City Postpones Hiring 540 Police Recruits

By AL BAKER

The Bloomberg administration, laboring under continued budget troubles, said Tuesday that it was shelving plans to hire a 540-candidate Police Academy class that was to be sworn in this month, city officials said.

Leading city legislators, including the City Council speaker, Christine C. Quinn, and the head of the city's largest police union said they were alarmed by the decision, warning that any further depletion of police officers' ranks could erode recent gains in crime fighting. The department's head count is now 34,525 officers, about 6,000 fewer officers than at the peak of departmental staffing, in 2000.

Patrick J. Lynch, the president of the Patrolmen's Benevolent Association, called the move — which he referred to as a "cancellation" of this month's class — "a bad decision that will compound the existing staffing problem, compromise public safety and put our police officers at greater risk."

But Stu Loeser, a spokesman for Mayor Michael R. Bloomberg, said the administration was merely shifting the April class to July, when 900 police recruits were already expected to be hired. Mr. Loeser said the city would "do a combined class then." He said everyone eligible to be hired in April would be eligible in July, after the start of the next fiscal year.
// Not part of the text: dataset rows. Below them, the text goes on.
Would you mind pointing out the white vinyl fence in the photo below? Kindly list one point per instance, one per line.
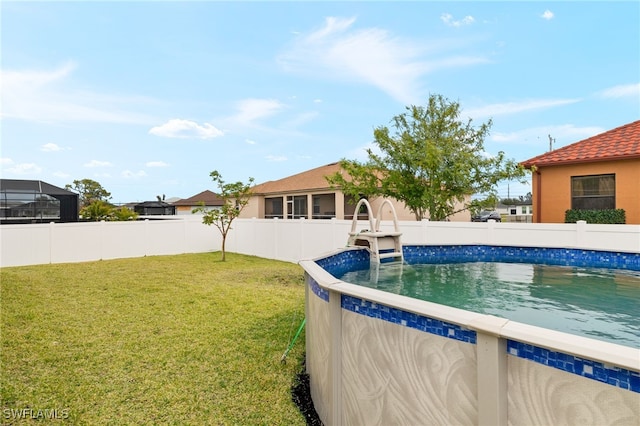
(288, 240)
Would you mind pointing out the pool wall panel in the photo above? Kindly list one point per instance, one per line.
(398, 375)
(388, 359)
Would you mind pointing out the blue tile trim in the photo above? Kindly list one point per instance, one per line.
(537, 255)
(609, 374)
(317, 290)
(407, 319)
(348, 260)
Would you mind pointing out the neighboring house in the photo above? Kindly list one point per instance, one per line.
(515, 212)
(154, 208)
(208, 199)
(309, 195)
(34, 201)
(601, 172)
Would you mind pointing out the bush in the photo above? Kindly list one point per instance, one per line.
(596, 216)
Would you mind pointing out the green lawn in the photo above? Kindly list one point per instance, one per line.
(182, 339)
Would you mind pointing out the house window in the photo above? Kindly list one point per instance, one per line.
(324, 206)
(596, 192)
(16, 206)
(296, 206)
(273, 208)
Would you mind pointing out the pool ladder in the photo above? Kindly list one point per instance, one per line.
(381, 244)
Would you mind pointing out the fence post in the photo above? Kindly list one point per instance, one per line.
(581, 231)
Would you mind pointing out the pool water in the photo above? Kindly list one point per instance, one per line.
(601, 304)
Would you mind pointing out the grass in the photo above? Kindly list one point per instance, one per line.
(182, 339)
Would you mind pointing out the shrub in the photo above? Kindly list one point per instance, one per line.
(596, 216)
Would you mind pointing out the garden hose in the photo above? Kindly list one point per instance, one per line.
(284, 355)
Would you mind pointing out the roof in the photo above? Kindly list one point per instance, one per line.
(620, 143)
(310, 180)
(19, 185)
(156, 204)
(207, 197)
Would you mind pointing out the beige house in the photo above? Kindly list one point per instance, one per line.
(308, 195)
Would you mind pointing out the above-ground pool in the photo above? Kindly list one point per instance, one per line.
(376, 357)
(599, 303)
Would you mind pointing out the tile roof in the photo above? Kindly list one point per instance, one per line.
(32, 186)
(309, 180)
(209, 198)
(620, 143)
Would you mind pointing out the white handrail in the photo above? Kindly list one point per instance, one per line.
(354, 223)
(379, 216)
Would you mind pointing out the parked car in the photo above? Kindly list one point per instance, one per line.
(485, 215)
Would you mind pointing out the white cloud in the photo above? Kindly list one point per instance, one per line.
(51, 96)
(250, 110)
(622, 91)
(447, 18)
(548, 15)
(370, 56)
(183, 129)
(156, 164)
(23, 169)
(50, 147)
(516, 107)
(563, 135)
(128, 174)
(97, 163)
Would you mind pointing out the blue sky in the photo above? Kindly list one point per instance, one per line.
(147, 98)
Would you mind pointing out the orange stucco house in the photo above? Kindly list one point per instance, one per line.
(601, 172)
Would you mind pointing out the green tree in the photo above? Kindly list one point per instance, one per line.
(89, 191)
(431, 161)
(122, 214)
(235, 197)
(96, 211)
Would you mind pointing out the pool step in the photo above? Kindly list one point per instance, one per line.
(390, 255)
(381, 244)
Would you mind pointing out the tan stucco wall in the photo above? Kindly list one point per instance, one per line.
(255, 207)
(552, 188)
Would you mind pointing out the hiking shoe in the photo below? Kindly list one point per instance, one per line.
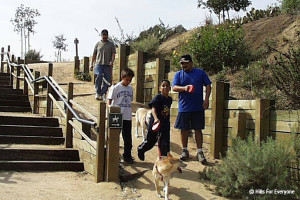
(129, 160)
(201, 158)
(185, 154)
(141, 155)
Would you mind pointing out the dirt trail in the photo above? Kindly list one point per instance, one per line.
(72, 185)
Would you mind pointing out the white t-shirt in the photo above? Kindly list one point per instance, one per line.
(122, 96)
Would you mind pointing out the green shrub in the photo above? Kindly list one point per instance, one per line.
(291, 6)
(252, 166)
(214, 48)
(82, 76)
(148, 44)
(33, 55)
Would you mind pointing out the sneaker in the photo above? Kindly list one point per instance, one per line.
(185, 154)
(129, 160)
(141, 155)
(201, 158)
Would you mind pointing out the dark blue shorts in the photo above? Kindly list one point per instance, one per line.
(190, 120)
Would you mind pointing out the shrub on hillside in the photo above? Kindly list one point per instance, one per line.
(250, 166)
(291, 6)
(214, 48)
(285, 70)
(33, 55)
(148, 44)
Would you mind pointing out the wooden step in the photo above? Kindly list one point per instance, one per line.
(38, 154)
(11, 91)
(14, 109)
(14, 139)
(14, 97)
(41, 166)
(18, 103)
(33, 121)
(26, 130)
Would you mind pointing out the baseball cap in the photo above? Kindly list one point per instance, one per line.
(186, 58)
(104, 32)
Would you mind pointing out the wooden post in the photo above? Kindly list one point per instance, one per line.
(18, 75)
(12, 70)
(262, 119)
(86, 65)
(239, 125)
(49, 91)
(2, 59)
(100, 155)
(112, 149)
(25, 84)
(69, 128)
(139, 77)
(160, 73)
(122, 59)
(217, 110)
(35, 94)
(76, 64)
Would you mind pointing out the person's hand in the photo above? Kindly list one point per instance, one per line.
(205, 104)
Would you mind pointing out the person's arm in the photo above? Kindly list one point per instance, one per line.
(207, 94)
(177, 88)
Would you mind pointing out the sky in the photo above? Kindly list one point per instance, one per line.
(78, 19)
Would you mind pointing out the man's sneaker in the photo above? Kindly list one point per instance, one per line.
(129, 160)
(98, 97)
(201, 158)
(185, 154)
(141, 155)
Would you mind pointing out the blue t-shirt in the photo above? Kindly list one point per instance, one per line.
(191, 102)
(162, 105)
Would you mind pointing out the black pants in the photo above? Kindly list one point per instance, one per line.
(126, 134)
(163, 138)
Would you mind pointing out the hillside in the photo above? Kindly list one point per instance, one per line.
(283, 29)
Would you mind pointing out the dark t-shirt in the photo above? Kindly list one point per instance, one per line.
(162, 105)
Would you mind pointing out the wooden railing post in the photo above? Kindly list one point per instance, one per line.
(160, 73)
(35, 94)
(112, 149)
(138, 96)
(18, 75)
(239, 125)
(100, 155)
(86, 65)
(2, 59)
(69, 129)
(217, 109)
(49, 91)
(262, 119)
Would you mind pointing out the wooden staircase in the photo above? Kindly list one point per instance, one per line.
(30, 143)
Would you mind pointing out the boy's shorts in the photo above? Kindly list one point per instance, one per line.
(190, 120)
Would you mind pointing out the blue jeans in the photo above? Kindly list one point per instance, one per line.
(100, 85)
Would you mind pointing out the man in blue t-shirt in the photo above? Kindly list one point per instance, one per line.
(189, 83)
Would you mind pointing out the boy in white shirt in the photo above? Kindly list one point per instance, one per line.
(122, 95)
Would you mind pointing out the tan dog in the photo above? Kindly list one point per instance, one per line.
(142, 117)
(162, 170)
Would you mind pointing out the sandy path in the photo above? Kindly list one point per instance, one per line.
(72, 185)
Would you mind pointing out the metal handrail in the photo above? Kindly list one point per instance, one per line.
(45, 78)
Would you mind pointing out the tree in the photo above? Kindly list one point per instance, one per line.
(60, 45)
(24, 23)
(218, 6)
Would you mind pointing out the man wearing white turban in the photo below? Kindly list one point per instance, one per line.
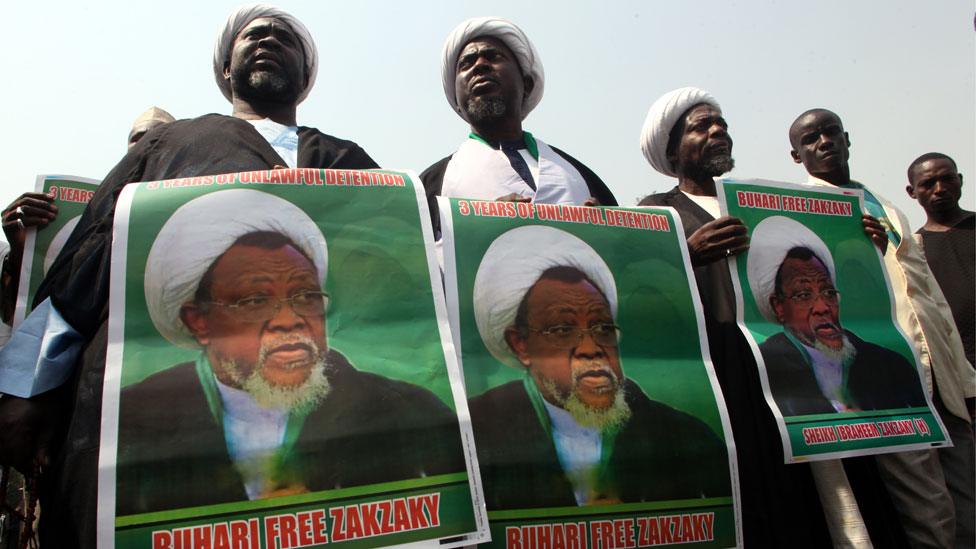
(915, 480)
(152, 118)
(267, 409)
(686, 136)
(815, 366)
(493, 78)
(574, 430)
(267, 61)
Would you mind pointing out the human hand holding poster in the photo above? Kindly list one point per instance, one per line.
(279, 370)
(815, 304)
(592, 397)
(41, 246)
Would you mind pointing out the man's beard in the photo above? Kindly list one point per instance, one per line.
(717, 165)
(602, 419)
(300, 398)
(485, 109)
(844, 355)
(266, 86)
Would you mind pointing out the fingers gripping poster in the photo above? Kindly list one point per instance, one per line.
(70, 195)
(815, 304)
(597, 418)
(279, 369)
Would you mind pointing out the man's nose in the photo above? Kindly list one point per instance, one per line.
(820, 304)
(285, 318)
(587, 347)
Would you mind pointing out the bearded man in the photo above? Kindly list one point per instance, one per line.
(265, 63)
(493, 78)
(267, 408)
(575, 430)
(815, 366)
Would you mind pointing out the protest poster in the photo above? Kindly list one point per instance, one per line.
(597, 417)
(41, 247)
(279, 369)
(814, 302)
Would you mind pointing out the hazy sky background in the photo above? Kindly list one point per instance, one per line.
(899, 73)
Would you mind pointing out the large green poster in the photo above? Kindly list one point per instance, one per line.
(597, 417)
(815, 304)
(279, 371)
(41, 247)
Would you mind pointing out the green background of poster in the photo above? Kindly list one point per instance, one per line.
(381, 312)
(860, 279)
(659, 344)
(865, 310)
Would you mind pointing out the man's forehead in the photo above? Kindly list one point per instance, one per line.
(702, 110)
(484, 43)
(550, 294)
(818, 120)
(935, 166)
(261, 22)
(799, 269)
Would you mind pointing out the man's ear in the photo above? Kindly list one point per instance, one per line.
(527, 84)
(196, 321)
(777, 304)
(518, 345)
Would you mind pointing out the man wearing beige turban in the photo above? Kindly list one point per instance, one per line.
(493, 78)
(152, 118)
(265, 63)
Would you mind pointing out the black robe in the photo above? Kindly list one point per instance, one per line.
(877, 379)
(78, 285)
(660, 454)
(780, 503)
(433, 179)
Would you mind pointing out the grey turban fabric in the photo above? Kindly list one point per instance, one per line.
(513, 264)
(153, 116)
(771, 240)
(200, 231)
(661, 118)
(240, 19)
(511, 36)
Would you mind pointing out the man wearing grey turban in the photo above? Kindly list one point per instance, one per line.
(815, 366)
(267, 61)
(493, 78)
(246, 290)
(574, 430)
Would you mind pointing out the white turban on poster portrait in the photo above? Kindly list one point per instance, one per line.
(200, 231)
(513, 264)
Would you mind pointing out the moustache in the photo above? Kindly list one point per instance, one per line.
(593, 367)
(288, 342)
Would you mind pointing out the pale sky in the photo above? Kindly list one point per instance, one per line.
(899, 73)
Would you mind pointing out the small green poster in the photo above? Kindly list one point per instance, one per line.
(597, 417)
(41, 247)
(815, 304)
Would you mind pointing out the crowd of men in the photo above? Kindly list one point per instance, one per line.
(265, 64)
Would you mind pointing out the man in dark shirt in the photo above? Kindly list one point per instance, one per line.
(949, 242)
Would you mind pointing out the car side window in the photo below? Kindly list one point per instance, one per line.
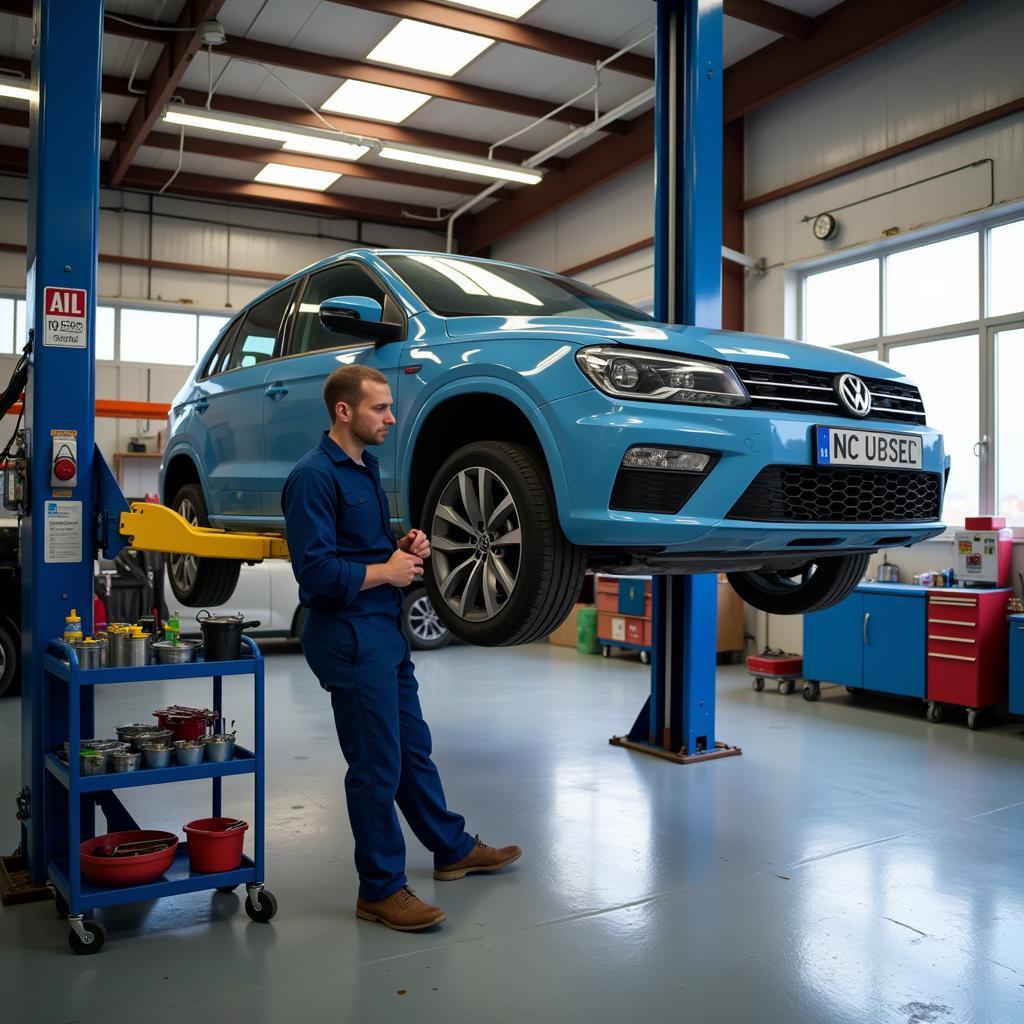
(257, 334)
(308, 334)
(218, 359)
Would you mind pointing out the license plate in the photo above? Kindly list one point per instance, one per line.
(841, 446)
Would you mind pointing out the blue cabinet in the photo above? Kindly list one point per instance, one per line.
(1017, 665)
(873, 640)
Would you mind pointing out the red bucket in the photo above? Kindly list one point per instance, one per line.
(214, 845)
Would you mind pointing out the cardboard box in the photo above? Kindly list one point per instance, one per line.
(565, 635)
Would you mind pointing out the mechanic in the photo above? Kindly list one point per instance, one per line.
(350, 573)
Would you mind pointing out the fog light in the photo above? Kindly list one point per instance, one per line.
(675, 460)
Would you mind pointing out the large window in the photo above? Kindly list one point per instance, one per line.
(950, 314)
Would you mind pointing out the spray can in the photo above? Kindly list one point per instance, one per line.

Mr. Loeser said that the final July enrollment, whether 1,450 or some other number, would be determined through the city's budget process.

Councilman Peter F. Vallone Jr. of Queens, chairman of the Council's public safety committee, said that each month that passed without the swearing in of recruits meant a loss in head count because officers were retiring. The class scheduled to start this month was already postponed; it had been set to begin in January, he said.

"And by the time any cadets hired in July get onto the streets, it will be January 2012," Mr. Vallone said. "And as every month goes by, we lose over a hundred officers to attrition."

Paul J. Browne, the department's chief spokesman, said that "in adjusting to the tough fiscal reality," the force had managed to oversee reductions in murder and overall crime, as measured in seven categories, through the first three and a half months of the year.

"We'll continue to fight crime with what we have," Mr. Browne said.